There were a number of other chemicals, including acetone and propylene, present in the EPA’s sample, but LeFleur says they were all at or under the minimal risk levels. According to federal guidelines, minimal risk levels are an estimate of the amount of a chemical a person can be exposed to without detectable health risks. 

LeFleur says that ADEM is testing water in the area and in streams near the site. Testing results should be public sometime next week, according to Lefleur. 

Local nonprofits have also been doing air and water testing near the site. Cahaba Riverkeeper released sample results showing runoff from the burning landfill contained chemicals including benzene, toluene and phthalates.

The St. Clair County Commission had already looked for contractors to put out the fire before the EPA took the lead. 

“There were a number of proposals submitted to the county, but the county did not have the expertise to analyze all of the proposals and select the one that would be the best option,” LeFleur said.

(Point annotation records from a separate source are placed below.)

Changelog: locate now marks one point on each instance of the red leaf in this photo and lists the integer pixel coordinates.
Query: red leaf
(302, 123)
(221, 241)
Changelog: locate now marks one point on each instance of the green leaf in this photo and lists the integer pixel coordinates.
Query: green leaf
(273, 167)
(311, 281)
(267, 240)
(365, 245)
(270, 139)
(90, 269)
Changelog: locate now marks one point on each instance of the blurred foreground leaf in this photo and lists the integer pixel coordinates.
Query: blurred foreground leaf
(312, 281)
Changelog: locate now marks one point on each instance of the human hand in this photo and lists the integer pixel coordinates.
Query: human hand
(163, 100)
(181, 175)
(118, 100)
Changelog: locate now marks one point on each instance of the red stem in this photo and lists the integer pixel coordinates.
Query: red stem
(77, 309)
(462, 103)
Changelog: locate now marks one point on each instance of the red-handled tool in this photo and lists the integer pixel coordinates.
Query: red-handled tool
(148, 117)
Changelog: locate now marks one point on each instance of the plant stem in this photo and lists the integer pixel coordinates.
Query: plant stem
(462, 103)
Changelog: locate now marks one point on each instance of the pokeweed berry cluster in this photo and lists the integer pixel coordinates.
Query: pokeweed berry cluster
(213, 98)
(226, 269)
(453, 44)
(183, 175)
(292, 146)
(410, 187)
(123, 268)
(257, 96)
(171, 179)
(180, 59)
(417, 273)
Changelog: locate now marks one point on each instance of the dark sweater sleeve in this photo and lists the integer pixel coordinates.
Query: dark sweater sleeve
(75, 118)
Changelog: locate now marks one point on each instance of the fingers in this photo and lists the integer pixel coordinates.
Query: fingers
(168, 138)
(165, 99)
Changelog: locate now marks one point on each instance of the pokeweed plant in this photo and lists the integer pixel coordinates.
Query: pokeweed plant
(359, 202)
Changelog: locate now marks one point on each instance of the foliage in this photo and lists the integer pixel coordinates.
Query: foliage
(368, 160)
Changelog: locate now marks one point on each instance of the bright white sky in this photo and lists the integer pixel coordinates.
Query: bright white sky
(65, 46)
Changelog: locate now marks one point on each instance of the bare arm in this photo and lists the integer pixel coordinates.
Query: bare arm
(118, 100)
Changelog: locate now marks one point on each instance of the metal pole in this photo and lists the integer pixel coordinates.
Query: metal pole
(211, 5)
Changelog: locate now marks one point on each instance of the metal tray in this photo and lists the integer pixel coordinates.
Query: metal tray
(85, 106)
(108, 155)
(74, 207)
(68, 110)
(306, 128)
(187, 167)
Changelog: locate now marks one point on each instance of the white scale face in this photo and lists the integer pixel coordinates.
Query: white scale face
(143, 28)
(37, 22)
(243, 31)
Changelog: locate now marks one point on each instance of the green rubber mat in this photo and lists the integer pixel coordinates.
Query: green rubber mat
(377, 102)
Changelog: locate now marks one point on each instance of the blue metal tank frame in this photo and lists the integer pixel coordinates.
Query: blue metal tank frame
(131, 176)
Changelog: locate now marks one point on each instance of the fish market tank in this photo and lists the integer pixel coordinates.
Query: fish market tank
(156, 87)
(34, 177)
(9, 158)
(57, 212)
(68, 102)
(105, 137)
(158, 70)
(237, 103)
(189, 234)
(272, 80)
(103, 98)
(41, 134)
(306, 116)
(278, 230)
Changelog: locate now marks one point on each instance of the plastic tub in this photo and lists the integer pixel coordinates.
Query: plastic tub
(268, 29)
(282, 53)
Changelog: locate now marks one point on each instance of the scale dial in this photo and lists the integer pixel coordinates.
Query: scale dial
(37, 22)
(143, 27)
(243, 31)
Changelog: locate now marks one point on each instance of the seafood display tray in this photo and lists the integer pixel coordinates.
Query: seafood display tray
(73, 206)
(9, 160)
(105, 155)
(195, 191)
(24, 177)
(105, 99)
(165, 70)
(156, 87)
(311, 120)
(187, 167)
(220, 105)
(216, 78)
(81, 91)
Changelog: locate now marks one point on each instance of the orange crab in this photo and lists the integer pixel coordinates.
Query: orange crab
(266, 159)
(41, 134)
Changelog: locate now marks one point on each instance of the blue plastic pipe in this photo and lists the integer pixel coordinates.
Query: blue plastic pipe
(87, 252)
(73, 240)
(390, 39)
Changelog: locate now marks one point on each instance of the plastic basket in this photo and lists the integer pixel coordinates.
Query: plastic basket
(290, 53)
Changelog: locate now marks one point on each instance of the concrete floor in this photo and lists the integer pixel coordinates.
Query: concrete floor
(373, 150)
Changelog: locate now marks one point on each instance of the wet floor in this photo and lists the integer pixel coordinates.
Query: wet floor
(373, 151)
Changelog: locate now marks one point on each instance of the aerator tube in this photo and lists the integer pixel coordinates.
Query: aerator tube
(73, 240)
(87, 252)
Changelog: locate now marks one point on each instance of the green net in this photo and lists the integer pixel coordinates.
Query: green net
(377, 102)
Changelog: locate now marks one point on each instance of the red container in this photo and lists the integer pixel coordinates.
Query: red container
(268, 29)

The EPA is providing their own contractor “with expertise and proven ability with these kinds of fires,” LeFleur said.

Vasser said officials from the EPA arrived at the site yesterday and began moving around material and dirt at the landfill to prepare to bring in additional dirt to cover the burning areas. 

“The current estimate is it may take between three to five weeks to get the landfill reshaped in a way that it will hold dirt … and once we have it shaped correctly, then we can put dirt on top of it to help smother the fire,” Vasser said.

According to a release from ADEM, this kind of work at the site is expected to cause a temporary increase in smoke. But luckily, Vasser said, the EPA’s method has been successful in the past.

“In our experience, this is a fairly tried-and-true method to extinguish a large pile fire like this,” Vasser said.

The landfill has been burning and expelling smoke for almost two months. People in communities near the landfill have been complaining about negative health effects, purchasing air purifiers and taking additional measures to keep the smoke from entering their homes. The air quality near the site prompted two residents to file a class action lawsuit against the landfill’s owners and operators. LeFleur says that people’s concerns will be addressed by putting out the fire and stopping the smoke.

“It’s taken longer than anybody would have liked for it to take, but we had to go through the process of the state and local community examining and exhausting all of its options before bringing EPA in,” LeFleur said.